Construction of Manzanar began in March 1942, and 800 Japanese Americans volunteered to help build the camp. Manzanar's population reached its peak of more than 10,000 by the fall. Over 90 percent of the evacuees were from the Los Angeles area; the others were from northern California, and Bainbridge Island, Washington.
The camp covered 540 acres and was surrounded by a barbed-wire fence and eight watchtowers. It had 67 blocks, including 36 residential blocks, two staff housing blocks, an administrative block, two warehouse blocks, a garage block, and a military police compound. Each of the 36 evacuee residential blocks had 14 barracks, a mess hall, a recreation hall, two communal bathhouses, a laundry room, an ironing room, and a heating oil storage tank. The hospital became the largest in the county, and later on there was a Bank of America branch and a Sears Roebuck catalogue store. Most of the buildings were flimsily constructed of wood frame, board, and tarpaper.
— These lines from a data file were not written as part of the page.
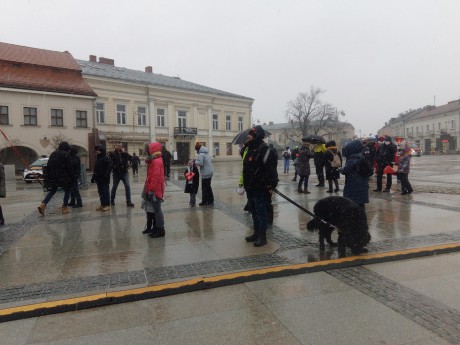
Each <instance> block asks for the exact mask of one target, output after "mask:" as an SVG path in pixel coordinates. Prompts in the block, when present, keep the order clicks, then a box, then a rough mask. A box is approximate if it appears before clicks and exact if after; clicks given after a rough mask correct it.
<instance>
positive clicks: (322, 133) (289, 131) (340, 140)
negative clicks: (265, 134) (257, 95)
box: [262, 122, 355, 149]
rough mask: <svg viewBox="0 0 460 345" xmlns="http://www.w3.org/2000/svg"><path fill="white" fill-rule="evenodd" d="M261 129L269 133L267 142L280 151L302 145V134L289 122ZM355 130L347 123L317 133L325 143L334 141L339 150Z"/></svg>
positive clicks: (325, 128) (273, 125) (271, 122)
mask: <svg viewBox="0 0 460 345" xmlns="http://www.w3.org/2000/svg"><path fill="white" fill-rule="evenodd" d="M262 127H263V128H264V129H265V130H267V131H268V132H270V136H269V137H268V139H267V141H268V142H269V143H272V144H274V145H276V146H278V147H279V148H281V149H284V148H286V147H288V146H289V147H290V148H292V147H294V146H300V145H301V144H302V133H301V131H300V128H296V127H293V125H292V124H291V123H289V122H286V123H273V122H269V123H268V124H265V123H264V124H262ZM354 131H355V128H354V127H353V126H352V125H351V124H349V123H347V122H339V123H338V124H337V128H323V129H321V130H320V131H319V133H318V135H321V136H322V137H323V138H324V139H325V140H326V141H329V140H334V141H335V142H336V144H337V146H338V147H339V148H342V147H343V145H344V143H345V142H347V141H350V140H352V139H353V138H354V137H355V135H354Z"/></svg>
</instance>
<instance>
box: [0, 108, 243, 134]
mask: <svg viewBox="0 0 460 345" xmlns="http://www.w3.org/2000/svg"><path fill="white" fill-rule="evenodd" d="M9 110H10V109H9V107H8V106H5V105H0V124H2V125H8V124H9V115H10V114H9ZM23 116H24V125H25V126H37V125H38V108H36V107H23ZM134 116H135V118H134V119H133V121H134V120H137V125H138V126H147V124H148V123H147V107H145V106H138V107H137V110H136V111H135V114H134ZM165 117H166V111H165V109H163V108H158V109H157V115H156V125H157V127H165V125H166V119H165ZM116 118H117V124H119V125H126V124H128V119H127V109H126V105H124V104H117V106H116ZM177 118H178V127H183V128H184V127H187V112H186V111H184V110H179V111H178V112H177ZM96 121H97V123H101V124H103V123H105V122H106V118H105V104H104V103H96ZM50 124H51V126H56V127H63V126H64V110H63V109H50ZM75 126H76V127H88V113H87V111H85V110H76V111H75ZM212 129H213V130H218V129H219V115H218V114H213V115H212ZM225 130H227V131H231V130H232V117H231V115H226V116H225ZM242 130H243V117H242V116H239V117H238V131H242Z"/></svg>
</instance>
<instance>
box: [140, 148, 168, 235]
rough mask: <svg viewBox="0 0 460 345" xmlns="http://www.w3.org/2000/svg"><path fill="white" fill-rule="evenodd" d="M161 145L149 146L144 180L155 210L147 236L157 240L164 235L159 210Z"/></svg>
mask: <svg viewBox="0 0 460 345" xmlns="http://www.w3.org/2000/svg"><path fill="white" fill-rule="evenodd" d="M161 147H162V146H161V143H159V142H153V143H150V144H149V154H150V157H149V162H148V163H149V164H148V170H147V178H146V180H145V187H144V188H145V193H146V194H147V198H148V200H149V201H150V202H151V203H152V205H153V208H154V209H155V221H156V224H155V228H154V229H153V231H152V232H151V233H150V234H149V236H150V237H153V238H157V237H163V236H164V235H165V227H164V217H163V211H162V210H161V203H162V202H163V201H164V192H165V174H164V165H163V158H162V157H161Z"/></svg>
The camp’s churches, shops, canteen, beauty parlor, barbershop, and photography studio were all located in barracks and recreation buildings. By the fall of 1942, 18 nursery schools and seven kindergartens were organized. The elementary and high school classes were held in barracks, mess halls and laundry rooms, but the internees built an impressive 14,140-square-foot wood frame auditorium that still stands today.